Cherries and Global Trade

This blog post was written by Kelsey Chuang, CISB US Track Student

Keith Hu with CISB students

Keith Hu with CISB students

On March 1, 2019, CISB welcomed Keith Hu, the Director of International Operations for NW Cherry Growers, to share his background, current job responsibilities, and the impact of the trade war on cherry growers in the Pacific Northwest.

The main goal of the night was to understand how the trade war impacts businesses on the ground level. Hu mentioned that it is often difficult to personalize that which is read in the news. His presentation was designed to give perspective and paint a clearer picture of how politics seep into economics and global trade.

The Pacific Northwest has one of the biggest cherry markets, exporting mainly to China, Taiwan, and other Asian countries.
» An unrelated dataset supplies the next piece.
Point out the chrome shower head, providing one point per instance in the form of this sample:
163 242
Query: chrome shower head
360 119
However, as the trade war has unfolded, Hu shared that China has been playing a lot of mind games with U.S. companies. Tax fluctuations have caused a massive blow to their cherries, putting them at a price disadvantage to their competitors.

During the question and answer session, CISB students and faculty members peppered Keith with questions about the cherry industry. Keith shared his thoughts on the cutting-edge factory technology, relationships with farmers and the supply chain process. Hu said that the biggest cherry he had ever seen is roughly the size of a golf ball, which generated laughs from the audience.

Hu reminded students that a crucial soft skill he has learned on the job is cold-calling. He encouraged us to not take things personally. He said there will always be challenges and problems to overcome, and it is vital to have passion in order to come up with solutions to deal with these obstacles. This is one of many insights we gleaned from his talk. Hopeful we will be able to apply them to life and work.